First-team coach Kevin Keen will take temporary charge of the Hammers for Sunday’s visit of Sunderland after Grant was dismissed within minutes of defeat at Wigan last weekend.

Owners David Gold and David Sullivan are confident of finding a replacement before the end of the month, with Grant lasting just a year in the Upton Park hotseat.

But Sunderland boss Bruce, who worked under Gold and Sullivan at Birmingham, believes it is another example of managers needing time to bring success.

Bruce said: “It’s sad for me when you see someone lose their job.

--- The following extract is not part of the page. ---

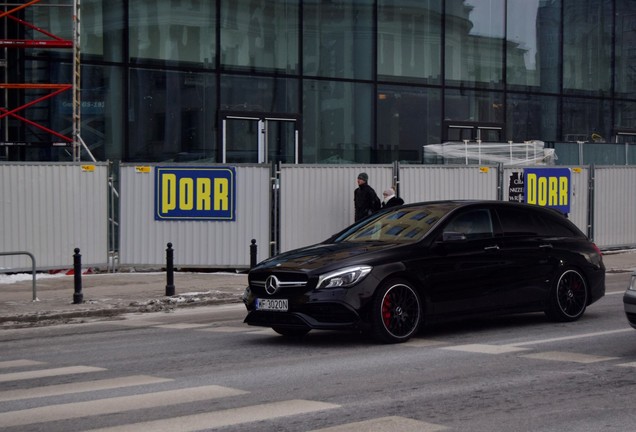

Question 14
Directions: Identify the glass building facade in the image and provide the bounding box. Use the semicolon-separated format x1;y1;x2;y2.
0;0;636;163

“We all know how difficult it is and I think Avram’s shown remarkable dignity.

“He’s taken it on the chin and realised he would ultimately be judged on results. He’s gone down with his head held high.

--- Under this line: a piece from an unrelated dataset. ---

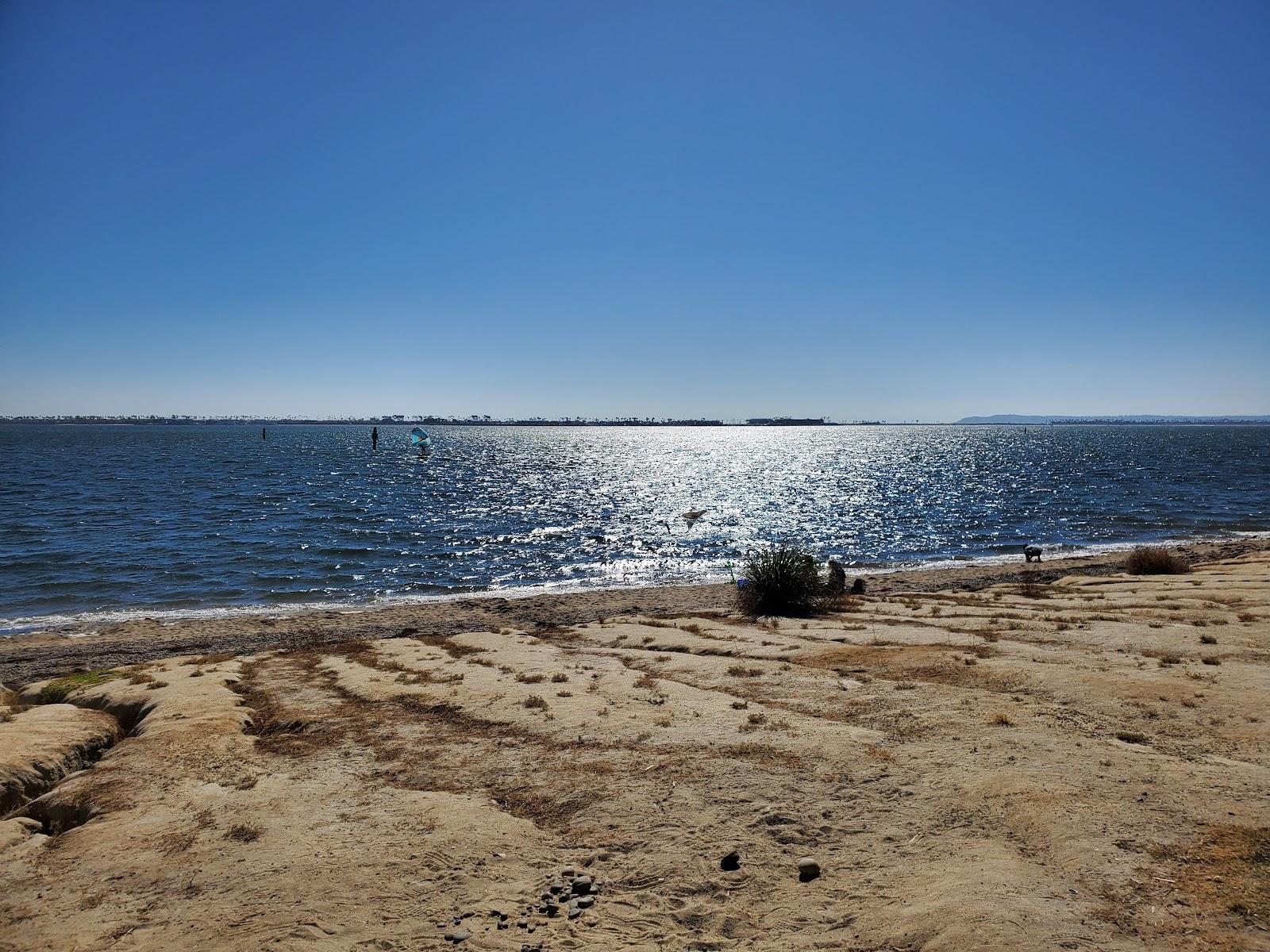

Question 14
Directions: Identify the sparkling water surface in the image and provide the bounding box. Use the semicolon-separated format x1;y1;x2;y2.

“Sir Alex (Ferguson) sits at the top of the tree and to be there for 25 years is remarkable.

“But when you look underneath that, Arsenal and Everton have people who understand that you have a run in the Premier League when you struggle.

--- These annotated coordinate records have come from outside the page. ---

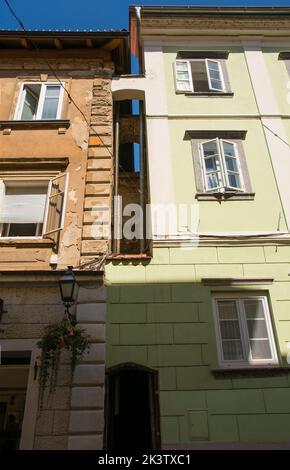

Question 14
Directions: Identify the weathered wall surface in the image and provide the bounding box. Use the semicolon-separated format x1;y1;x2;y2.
106;245;290;448
0;281;106;450
0;56;114;270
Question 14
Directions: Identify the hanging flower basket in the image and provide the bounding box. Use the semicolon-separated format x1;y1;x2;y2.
37;316;90;408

“Tottenham only won their first game in six at Liverpool and Arsenal have only won one in six.

“That’s how difficult a league it is and if you don’t have your big players week-in, week-out, it smacks of trouble for you.”

Bruce has come under fire himself during Sunderland’s post-January slump.

Chairman Niall Quinn and owner Ellis Short have remained supportive of Bruce, with Sunderland hamstrung by a horrific injury list.

But Bruce knows he can’t count on that support forever and accepts results need to see an upturn next season.

“I think 90 per cent of the supporters will be like me, we’re all not happy with what has happened over the last few weeks,” said Bruce.

“Yes, Ellis Short is disappointed and I’m sure Niall Quinn is.

“But there’s nobody more disappointed than I am, because for so long in the season we were going along fantastically well.

“All of a sudden we’ve collapsed, which is the hardest thing to take.

“If we hadn’t had such a good six months, we might have accepted it.

“There’s a feeling of what might have been.

“It’s all right having a good chairman and an owner but I’ve said repeatedly, I can’t take that for granted.

“Ultimately it’s results and supporters which keep you in a job.

“I’ve been in it 10 years and I know the pitfalls of it.”